Currently he is looking after his family and also his late siblings’ children.

“I am the only surviving male child in my family. We were four boys and the other three are all late. They left behind children that I am taking care of.

“For myself I have a daughter who is now 10-years old. So I must make sure that all of them get the same. I am also looking after my ailing mother.

He added: “Currently, I am not employed. I used to be but this injury sometimes it makes it hard for me to walk so I am now home and managing a Zimdancehall artist Bernard “Liquid Yonke” Hweta.”

Amisi remembers the year where he was supposed to leave for Malta.

He said he made a decision which was based on emotions and love for his team, Dynamos.

“In 2005 I  had a chance to go abroad, there was this country called Malta that I wanted to go but Dembare came back looking for me. I felt for my team as they were battling relegation. So we helped the team to survive.”

He played alongside the likes of Norman Maroto, Samson Choruwa, Eddie Mashiri, Leo Kurauzvione amongst many other players. His wish is to start a football Academy.
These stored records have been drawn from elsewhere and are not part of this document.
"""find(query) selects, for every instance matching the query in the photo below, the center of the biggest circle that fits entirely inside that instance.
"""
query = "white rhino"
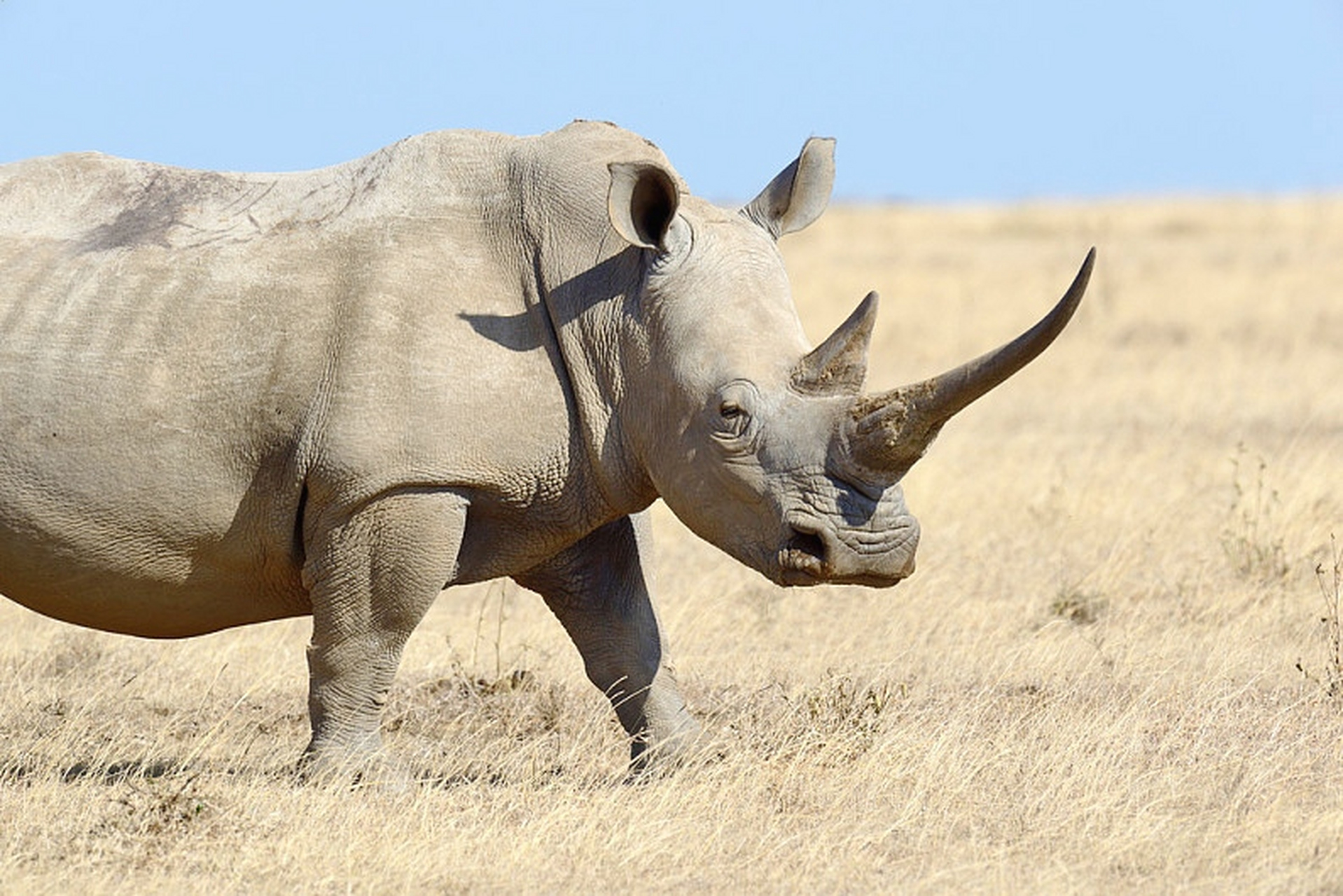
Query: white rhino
(234, 398)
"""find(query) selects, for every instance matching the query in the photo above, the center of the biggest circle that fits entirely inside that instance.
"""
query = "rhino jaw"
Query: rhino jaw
(821, 554)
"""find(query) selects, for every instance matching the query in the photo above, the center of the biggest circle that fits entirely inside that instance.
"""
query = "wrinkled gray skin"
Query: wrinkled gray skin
(235, 398)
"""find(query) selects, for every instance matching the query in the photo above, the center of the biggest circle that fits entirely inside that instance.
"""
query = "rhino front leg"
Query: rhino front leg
(373, 575)
(602, 593)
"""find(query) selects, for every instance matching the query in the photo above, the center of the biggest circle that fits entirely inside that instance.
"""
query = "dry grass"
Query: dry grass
(1111, 672)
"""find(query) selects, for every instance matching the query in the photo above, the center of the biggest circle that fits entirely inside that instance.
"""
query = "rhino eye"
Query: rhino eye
(734, 421)
(735, 418)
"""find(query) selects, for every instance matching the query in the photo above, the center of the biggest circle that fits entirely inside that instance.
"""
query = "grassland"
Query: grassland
(1113, 672)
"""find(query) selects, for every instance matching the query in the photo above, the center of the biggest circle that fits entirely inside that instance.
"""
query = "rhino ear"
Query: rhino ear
(642, 203)
(800, 194)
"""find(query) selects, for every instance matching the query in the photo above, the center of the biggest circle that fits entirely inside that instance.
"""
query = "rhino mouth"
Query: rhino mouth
(802, 559)
(814, 554)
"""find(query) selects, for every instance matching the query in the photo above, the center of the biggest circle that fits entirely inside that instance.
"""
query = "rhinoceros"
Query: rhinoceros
(234, 398)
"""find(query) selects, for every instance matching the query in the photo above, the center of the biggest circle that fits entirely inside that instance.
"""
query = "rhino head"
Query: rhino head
(760, 444)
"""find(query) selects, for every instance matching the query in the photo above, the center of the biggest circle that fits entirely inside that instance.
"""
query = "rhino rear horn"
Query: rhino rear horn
(840, 365)
(800, 192)
(883, 435)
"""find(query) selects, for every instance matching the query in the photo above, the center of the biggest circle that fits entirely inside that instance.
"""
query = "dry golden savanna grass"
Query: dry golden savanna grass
(1110, 672)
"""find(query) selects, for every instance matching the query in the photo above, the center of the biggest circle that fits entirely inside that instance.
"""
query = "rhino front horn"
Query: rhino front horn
(883, 435)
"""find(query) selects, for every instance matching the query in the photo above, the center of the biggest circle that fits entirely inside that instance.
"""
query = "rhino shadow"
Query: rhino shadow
(563, 304)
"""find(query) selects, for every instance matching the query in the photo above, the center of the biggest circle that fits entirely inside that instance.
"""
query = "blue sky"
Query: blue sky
(930, 101)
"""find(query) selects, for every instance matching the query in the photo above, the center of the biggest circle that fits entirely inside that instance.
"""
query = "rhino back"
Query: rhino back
(188, 359)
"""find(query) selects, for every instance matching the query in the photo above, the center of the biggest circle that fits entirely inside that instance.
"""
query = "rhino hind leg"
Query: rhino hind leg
(602, 593)
(371, 577)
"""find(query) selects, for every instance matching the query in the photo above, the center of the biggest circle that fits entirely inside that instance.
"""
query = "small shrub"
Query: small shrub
(1076, 606)
(1246, 538)
(1330, 578)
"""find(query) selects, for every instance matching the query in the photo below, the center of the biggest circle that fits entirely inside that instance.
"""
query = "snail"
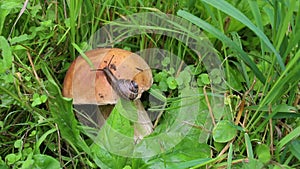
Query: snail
(125, 88)
(123, 74)
(116, 74)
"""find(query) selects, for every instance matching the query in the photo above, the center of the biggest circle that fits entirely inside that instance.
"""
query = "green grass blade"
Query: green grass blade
(248, 146)
(292, 135)
(238, 15)
(209, 28)
(257, 16)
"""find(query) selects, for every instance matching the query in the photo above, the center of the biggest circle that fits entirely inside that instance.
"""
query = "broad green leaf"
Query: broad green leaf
(263, 153)
(294, 147)
(224, 131)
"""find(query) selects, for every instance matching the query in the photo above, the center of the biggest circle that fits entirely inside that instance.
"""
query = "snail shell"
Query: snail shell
(127, 72)
(125, 88)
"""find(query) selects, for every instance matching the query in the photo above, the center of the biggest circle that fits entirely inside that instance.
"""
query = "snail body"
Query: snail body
(125, 88)
(124, 74)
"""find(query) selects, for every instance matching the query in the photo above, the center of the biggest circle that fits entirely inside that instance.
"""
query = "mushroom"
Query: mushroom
(116, 74)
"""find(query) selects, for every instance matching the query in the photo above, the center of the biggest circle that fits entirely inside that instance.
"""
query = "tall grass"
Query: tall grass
(259, 45)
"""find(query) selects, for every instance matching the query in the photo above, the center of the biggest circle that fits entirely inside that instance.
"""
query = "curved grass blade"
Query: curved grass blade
(238, 15)
(209, 28)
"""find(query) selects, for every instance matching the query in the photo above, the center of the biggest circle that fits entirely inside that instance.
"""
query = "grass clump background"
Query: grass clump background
(257, 43)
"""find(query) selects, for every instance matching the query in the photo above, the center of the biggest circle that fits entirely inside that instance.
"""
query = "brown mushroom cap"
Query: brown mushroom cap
(86, 86)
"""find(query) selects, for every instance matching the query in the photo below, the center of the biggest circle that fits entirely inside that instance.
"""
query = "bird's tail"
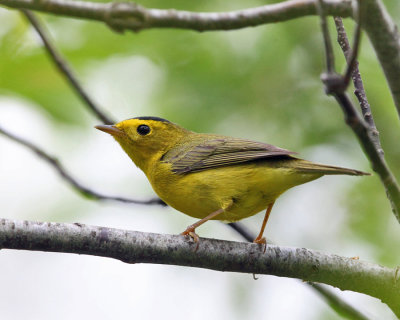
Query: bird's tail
(311, 167)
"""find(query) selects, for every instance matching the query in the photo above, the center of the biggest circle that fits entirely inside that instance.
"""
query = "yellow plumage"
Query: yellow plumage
(212, 176)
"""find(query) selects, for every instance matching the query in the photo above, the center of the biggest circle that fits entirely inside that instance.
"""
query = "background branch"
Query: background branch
(335, 302)
(357, 81)
(138, 247)
(122, 16)
(334, 85)
(384, 37)
(64, 68)
(85, 191)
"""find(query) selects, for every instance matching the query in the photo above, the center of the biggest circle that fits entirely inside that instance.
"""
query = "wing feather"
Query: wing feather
(216, 151)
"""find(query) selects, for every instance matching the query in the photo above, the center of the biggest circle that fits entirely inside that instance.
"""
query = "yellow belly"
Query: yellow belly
(250, 187)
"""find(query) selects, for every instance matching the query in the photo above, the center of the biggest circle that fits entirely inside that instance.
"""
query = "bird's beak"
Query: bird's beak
(113, 130)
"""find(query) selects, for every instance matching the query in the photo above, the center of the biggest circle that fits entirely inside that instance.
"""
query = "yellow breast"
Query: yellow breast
(251, 187)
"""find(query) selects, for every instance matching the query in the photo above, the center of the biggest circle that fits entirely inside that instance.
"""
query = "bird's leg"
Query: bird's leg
(190, 230)
(260, 239)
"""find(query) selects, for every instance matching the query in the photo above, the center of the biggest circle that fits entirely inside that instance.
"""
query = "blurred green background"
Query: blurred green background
(260, 83)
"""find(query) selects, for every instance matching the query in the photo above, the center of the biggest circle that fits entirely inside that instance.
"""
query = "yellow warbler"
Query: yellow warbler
(210, 176)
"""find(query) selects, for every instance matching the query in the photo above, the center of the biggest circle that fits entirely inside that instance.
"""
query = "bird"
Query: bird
(210, 176)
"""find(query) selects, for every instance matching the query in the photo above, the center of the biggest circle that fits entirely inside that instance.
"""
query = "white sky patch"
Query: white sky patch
(124, 84)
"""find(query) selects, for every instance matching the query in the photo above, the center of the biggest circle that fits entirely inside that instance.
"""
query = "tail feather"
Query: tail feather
(311, 167)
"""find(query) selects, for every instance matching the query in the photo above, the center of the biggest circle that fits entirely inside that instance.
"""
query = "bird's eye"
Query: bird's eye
(143, 129)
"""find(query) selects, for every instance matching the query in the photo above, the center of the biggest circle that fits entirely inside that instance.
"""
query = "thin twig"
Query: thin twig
(352, 53)
(334, 85)
(330, 58)
(64, 68)
(85, 191)
(219, 255)
(339, 305)
(357, 81)
(336, 303)
(122, 16)
(384, 36)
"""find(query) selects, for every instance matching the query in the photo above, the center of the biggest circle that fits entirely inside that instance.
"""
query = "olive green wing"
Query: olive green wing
(217, 152)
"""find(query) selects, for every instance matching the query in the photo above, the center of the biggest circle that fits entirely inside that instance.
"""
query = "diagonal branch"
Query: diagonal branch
(64, 68)
(334, 86)
(85, 191)
(385, 38)
(122, 16)
(334, 301)
(137, 247)
(357, 81)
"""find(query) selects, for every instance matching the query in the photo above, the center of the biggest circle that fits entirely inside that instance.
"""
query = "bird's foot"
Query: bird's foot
(262, 241)
(190, 231)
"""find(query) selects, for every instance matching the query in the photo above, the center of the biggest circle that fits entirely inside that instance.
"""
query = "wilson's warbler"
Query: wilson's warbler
(210, 176)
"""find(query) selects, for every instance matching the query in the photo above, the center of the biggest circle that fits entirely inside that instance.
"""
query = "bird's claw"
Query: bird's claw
(261, 241)
(190, 232)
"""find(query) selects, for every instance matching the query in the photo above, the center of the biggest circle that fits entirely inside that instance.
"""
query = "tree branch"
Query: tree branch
(359, 91)
(334, 301)
(64, 68)
(137, 247)
(122, 16)
(334, 85)
(385, 39)
(85, 191)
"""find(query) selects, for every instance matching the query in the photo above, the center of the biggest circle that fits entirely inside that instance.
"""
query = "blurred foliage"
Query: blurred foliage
(264, 79)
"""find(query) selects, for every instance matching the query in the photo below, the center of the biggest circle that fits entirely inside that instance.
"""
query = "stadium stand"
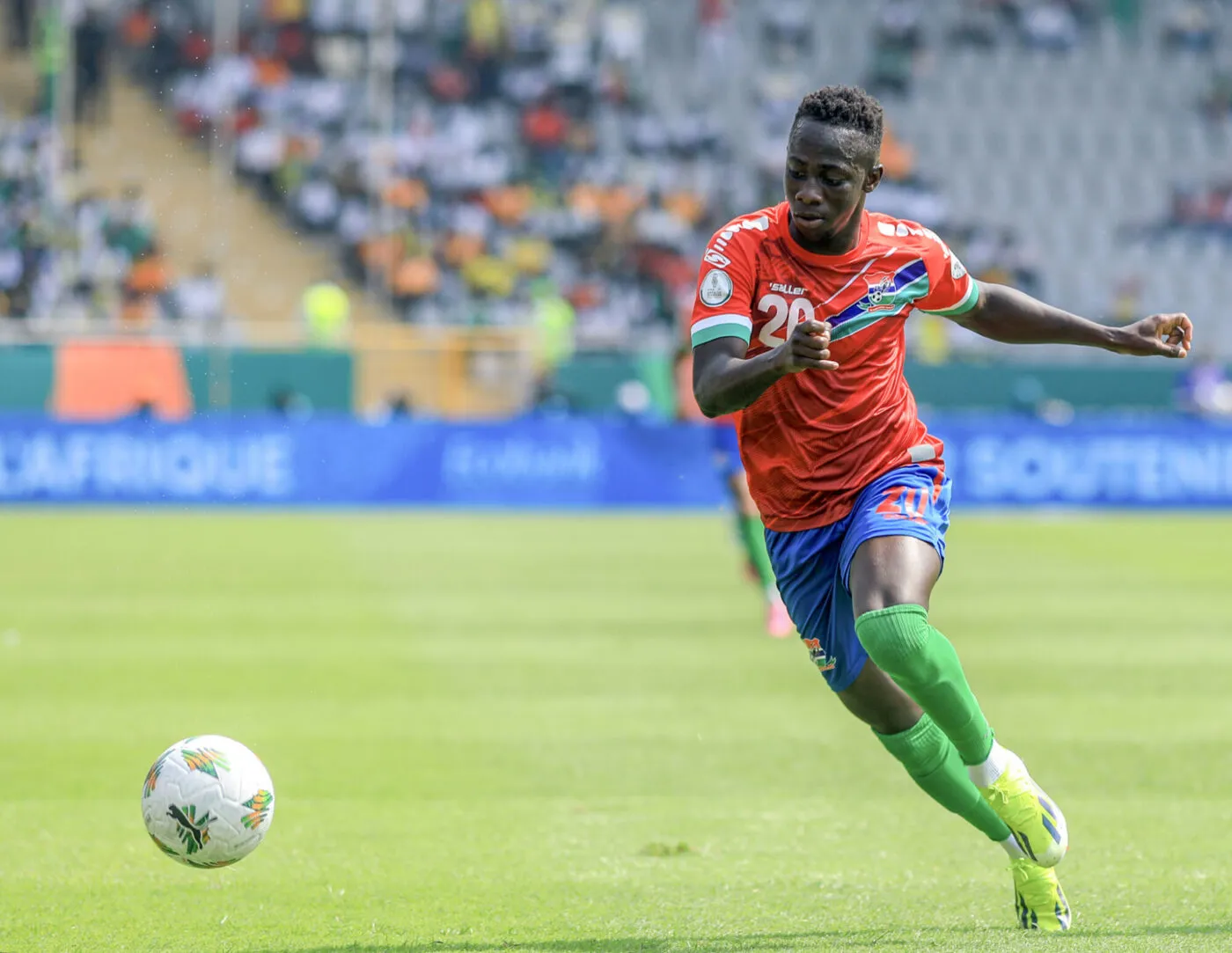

“For me to be a star it was because of someone. I want to start an Academy just to impart my knowledge to the youngsters and nurture their talent. You find that there seems like there is no competition in the national team because our junior policy is now dead.

“During our time, Dynamos vs CAPS United under 13 it would be war. So I think there is no push. I wish to revive that. If I can get help, and funding I am willing to give it my all.”

Amisi believes he could have made it to the national team but says, “I think it’s just cruelty in Zimbabwe because I remember the Warriors coach once wanted me in the national team but he was made to believe that I was too short.”

However, the former star is appealing to well-wishers to help him get medical help. “The last time I made consultations, the specialists in South Africa were talking about something like US$300 but as I said earlier I couldn’t raise that amount. If I can get someone to help me I will forever be grateful. I am always in pain to the extent that I breakdown especially during winter it is something else.

“So, please help me so that I can be able to fulfil my dream,” he says.